T-TEST ¶

About T-test:

Professor Belkin in SCILS: Picture taken at the Concert, the Professor, at Highland Park, 2000, summer

I have thought a proper way to make the t-test accessible; but, I figured out that it is not helpful to skip z-score and z-test. Before I tell any further, I'd like to mention that the t-test and z-test are virtually the same. Some differences are discussed later.

I will talk about z-test first.

I am repeating things because statistics tend to confuse us. So, let's start with standard error.

Do you remember the concept of the standard error of the mean? I have told several times that it is important -- it pops out here. The standard error of the mean refers to the standard deviation of the means of (many imaginary) samples from a particular population you are interested in.

The concept, the standard error of the mean gives the "possible range of mean scores" of samples (given a size of N) from a population. After you figure out the range of possible mean scores, you can estimate the mean score of the population. For example, in the IQ score test, suppose it is known that the national IQ score average is 100 (from the reliable statistical source) and the standard deviation is 10. With this information, you can calculate the standard error of the means with the formula (see the figure for the formula). Since the formula wants you to provide the number of the sample (sample size), you decided that you will take 25 individuals for a sample. Then, the standard error of the means of IQ score test, with the sample size 25, would be 2.

$\sigma_{\overline{X}} = \frac{\sigma}{\sqrt{N}} = 2;$
Also we know that the mean of (the samples means) is the same as the population mean. That is, $\mu_{\overline{X}} = \mu$ .

Because the standard error is actually the standard deviation of sample means, we can use the 68-95-99 rule here to estimate the range of the possible population mean.

1 standard error unit: 1*se = 2
2 standard error units: 2*se = 4
3 standard error units: 3*se = 6

Mean +- 1*se = 100 +- 1(2) = 98 - 102 with 68% confidence;
Mean +- 2*se = 100 +- 2(2) = 96 - 104 with 95% confidence;
Mean +- 3*se = 100 +- 3(2) = 94 - 106 with 99% confidence

What it tells is that if we take a random sample (not imaginary, n=25), the mean should be found in the above ranges. With 68% sure, the mean of the sample would lie between 98 to 102. With 95% sure, the mean of the sample would lie between 96-104. With 99% sure, the mean of the sample would be found between 94-106.

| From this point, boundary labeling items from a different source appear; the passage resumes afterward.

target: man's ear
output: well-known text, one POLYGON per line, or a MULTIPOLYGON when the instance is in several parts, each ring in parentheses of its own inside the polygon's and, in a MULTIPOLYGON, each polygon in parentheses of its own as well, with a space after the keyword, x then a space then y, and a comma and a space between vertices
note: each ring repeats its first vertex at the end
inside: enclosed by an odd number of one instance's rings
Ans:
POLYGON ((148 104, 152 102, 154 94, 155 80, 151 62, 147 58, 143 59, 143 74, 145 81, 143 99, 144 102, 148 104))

Now, suppose that you took a sample (n=25) and found that the mean score for this sample was 105. From this number, you can immediately assume that there is something wrong. That is, with 95% confidence, the means of samples (n=25) should fall between the 96 and 104. But, the mean of this particular sample is 105. So, we may think that this particular sample is unusual in comparison to the characteristic of the population. Or, we can think another way around -- what we were told as national average IQ score (=100) may be wrong.

Stop here. This is a recap for the concept of the standard error of the means.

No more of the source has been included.